## The investigated question

The sinking of Titanic is probably the most notorious peace time naval disaster in history. As such it is not only source of many popular legends, but also primary source of exposition of naval code of conduct in such tragic cases. For instance the the popular belief, that the captain should be the last person leaving the ship likely originates from dramatic portrayal of the Titanic disaster.

Another instance of maritime chivarly dictates, that 'woman and children (are) first' to board the rescue boats. However the 1997 Titanic movie tells a different story. Acording to the movie, the class and status of passangers took precedence over chivalry, and passangers for lower class were simply let drown regardless of their sex and age.

My goal is to investigate whether the data supports either the chivalry or class based interpretation of the story.

** Does the data provide strong support for one of these claims:**

** Question 1. Had woman a children a higher chance to survive the Titanic dissaster regardless of their class status? **

** Question 2. Had first class passangers a higher chance to survive then woman and children from lower classes?**

## Loading and type casting the data

In [88]:
#reading in csv
import pandas as pd

from IPython.display import display

passangers_df = pd.read_csv("titanic_data.csv")
display(passangers_df.head())

print "size {}".format(len(passangers_df))
print "'Name' type {}".format(passangers_df["Name"].dtype)
print "'Survived' type {}".format(passangers_df["Survived"].dtype)

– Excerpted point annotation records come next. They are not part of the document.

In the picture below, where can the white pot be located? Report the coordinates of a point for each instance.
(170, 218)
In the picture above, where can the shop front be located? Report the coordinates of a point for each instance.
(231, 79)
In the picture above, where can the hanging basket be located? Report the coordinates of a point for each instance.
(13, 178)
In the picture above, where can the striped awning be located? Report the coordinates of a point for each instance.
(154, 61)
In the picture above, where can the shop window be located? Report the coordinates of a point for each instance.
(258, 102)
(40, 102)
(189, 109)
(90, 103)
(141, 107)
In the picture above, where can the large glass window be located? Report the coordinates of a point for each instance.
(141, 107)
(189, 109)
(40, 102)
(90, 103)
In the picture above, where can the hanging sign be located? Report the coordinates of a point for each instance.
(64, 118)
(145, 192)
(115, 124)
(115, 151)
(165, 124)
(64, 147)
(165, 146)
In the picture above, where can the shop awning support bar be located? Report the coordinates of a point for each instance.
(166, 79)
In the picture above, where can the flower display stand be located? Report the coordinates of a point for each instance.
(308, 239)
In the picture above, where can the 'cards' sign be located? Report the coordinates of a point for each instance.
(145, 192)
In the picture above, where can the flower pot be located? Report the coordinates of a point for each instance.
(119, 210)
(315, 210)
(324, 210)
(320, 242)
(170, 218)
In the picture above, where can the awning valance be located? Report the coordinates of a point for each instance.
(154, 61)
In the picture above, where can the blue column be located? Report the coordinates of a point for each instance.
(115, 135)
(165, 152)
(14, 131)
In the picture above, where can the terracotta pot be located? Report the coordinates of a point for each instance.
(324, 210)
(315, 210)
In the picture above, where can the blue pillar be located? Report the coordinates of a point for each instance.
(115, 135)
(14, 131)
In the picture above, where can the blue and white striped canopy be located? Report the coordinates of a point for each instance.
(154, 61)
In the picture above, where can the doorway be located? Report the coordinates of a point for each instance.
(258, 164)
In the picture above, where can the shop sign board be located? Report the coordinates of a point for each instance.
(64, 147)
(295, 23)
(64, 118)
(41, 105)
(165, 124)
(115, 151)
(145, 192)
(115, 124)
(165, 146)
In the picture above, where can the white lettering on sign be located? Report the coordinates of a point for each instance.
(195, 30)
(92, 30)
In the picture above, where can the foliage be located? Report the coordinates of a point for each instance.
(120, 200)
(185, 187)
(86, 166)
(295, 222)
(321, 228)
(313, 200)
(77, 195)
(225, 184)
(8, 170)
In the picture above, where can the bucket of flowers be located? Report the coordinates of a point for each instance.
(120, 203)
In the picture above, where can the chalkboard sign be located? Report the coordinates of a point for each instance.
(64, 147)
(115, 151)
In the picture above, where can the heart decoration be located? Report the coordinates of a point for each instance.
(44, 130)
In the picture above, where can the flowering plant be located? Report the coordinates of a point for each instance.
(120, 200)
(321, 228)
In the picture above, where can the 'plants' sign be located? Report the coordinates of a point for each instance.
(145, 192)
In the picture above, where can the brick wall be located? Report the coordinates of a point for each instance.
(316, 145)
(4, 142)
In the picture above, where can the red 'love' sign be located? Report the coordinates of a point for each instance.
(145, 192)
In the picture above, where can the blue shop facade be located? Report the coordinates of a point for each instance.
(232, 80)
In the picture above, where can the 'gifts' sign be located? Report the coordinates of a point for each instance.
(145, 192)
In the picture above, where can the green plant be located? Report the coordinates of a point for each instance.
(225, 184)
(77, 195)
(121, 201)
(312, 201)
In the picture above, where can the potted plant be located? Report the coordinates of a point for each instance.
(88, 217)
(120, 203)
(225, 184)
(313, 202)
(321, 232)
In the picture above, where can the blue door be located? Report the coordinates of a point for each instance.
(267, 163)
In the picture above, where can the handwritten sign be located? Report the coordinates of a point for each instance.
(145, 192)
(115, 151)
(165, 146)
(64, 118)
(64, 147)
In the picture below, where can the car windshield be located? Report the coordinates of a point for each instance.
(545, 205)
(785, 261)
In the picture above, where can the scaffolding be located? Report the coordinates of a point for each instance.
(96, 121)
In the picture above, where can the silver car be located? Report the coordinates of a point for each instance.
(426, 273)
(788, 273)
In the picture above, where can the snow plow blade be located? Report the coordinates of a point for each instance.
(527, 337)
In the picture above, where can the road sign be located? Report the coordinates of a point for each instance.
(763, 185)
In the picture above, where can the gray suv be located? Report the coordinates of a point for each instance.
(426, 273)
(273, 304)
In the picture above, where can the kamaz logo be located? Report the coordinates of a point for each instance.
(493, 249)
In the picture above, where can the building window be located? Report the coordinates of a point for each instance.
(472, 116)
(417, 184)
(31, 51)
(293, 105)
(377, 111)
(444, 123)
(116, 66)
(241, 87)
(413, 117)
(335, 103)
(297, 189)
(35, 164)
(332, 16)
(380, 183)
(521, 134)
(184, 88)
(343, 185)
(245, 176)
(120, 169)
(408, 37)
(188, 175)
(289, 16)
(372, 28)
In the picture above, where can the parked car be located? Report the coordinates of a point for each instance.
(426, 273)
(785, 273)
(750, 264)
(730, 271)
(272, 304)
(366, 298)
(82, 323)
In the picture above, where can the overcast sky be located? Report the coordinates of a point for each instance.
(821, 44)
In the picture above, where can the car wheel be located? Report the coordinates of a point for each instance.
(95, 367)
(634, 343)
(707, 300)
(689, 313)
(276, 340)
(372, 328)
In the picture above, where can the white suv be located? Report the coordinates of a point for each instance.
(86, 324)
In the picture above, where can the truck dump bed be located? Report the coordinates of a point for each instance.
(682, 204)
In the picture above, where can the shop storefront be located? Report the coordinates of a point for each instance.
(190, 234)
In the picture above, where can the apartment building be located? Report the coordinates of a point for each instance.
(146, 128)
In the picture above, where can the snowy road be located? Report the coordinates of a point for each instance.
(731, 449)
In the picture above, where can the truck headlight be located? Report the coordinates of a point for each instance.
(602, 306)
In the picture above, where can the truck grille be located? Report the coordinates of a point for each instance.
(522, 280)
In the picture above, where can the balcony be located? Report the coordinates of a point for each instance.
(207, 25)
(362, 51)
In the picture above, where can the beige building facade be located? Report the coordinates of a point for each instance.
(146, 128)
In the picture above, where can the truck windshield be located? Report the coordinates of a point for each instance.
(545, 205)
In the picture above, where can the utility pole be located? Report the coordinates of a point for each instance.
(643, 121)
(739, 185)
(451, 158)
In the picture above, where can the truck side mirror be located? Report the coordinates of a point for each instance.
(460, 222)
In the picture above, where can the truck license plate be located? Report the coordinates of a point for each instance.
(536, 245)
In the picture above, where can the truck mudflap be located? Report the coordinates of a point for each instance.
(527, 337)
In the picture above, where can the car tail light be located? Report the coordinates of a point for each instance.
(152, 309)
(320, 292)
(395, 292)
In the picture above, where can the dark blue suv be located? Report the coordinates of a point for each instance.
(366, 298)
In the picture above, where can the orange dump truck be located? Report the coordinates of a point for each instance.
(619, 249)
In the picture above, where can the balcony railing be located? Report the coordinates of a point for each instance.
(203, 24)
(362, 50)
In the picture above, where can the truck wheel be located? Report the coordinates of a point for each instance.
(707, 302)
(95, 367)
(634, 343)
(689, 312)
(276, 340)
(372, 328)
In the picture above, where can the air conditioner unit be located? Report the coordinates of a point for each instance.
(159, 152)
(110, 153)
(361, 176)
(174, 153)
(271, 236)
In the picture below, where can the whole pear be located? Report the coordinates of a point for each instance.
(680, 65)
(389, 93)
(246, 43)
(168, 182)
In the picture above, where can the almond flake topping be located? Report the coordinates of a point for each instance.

Unnamed: 0,PassengerId,Survived,Pclass,Name,Sex,Age,SibSp,Parch,Ticket,Fare,Cabin,Embarked
0,1,0,3,"Braund, Mr. Owen Harris",male,22.0,1,0,A/5 21171,7.25,,S
1,2,1,1,"Cumings, Mrs. John Bradley (Florence Briggs Th...",female,38.0,1,0,PC 17599,71.2833,C85,C
2,3,1,3,"Heikkinen, Miss. Laina",female,26.0,0,0,STON/O2. 3101282,7.925,,S
3,4,1,1,"Futrelle, Mrs. Jacques Heath (Lily May Peel)",female,35.0,1,0,113803,53.1,C123,S
4,5,0,3,"Allen, Mr. William Henry",male,35.0,0,0,373450,8.05,,S


size 891
'Name' type object
'Survived' type int64


## Quick Exploration of Data

There are 891 entries in the data set. It appears we can rely on type casting done by pandas. The 'Survived' column is int64 instead of boolean, but that is not proble. Others columns which should be strings ('Name', 'Sex') are generic objects, but the entries can be manipulated like strings. For now further type casting does not seem necessary.

In [89]:
def count_values(df,col, normalize = True, dropna=False):
    return df[col].value_counts(normalize = normalize, sort=True, ascending=False, bins=None, dropna = dropna)
 
def print_value_counts(df,col, normalize = True, max_nr = -1):
    print "\n"
    print col
    print "total size: {}".format(len(df[col]))
    print "unique values: {}".format(len(df[col].unique()))
    
    if max_nr == -1:
        max_nr = len(df[col])
    else:
        print "top {} most frequent values:".format(max_nr)
        
    print count_values(df,col,normalize).iloc[:max_nr]

print_value_counts(passangers_df,"Sex")
print_value_counts(passangers_df,"Survived")



Sex
total size: 891
unique values: 2
male      0.647587
female    0.352413
Name: Sex, dtype: float64


Survived
total size: 891
unique values: 2
0    0.616162
1    0.383838
Name: Survived, dtype: float64


According to Wikipedia [Casualties and survivors](https://en.wikipedia.org/wiki/Sinking_of_the_RMS_Titanic#Casualties_and_survivors) there were 1207 passanger and 442 survivors which leads to 37% survival rate (since the Kaggle dataset contains only passangers, we consider only passanger information and excluded crew infromation). The provided Kaggle data set has only 891 data points. 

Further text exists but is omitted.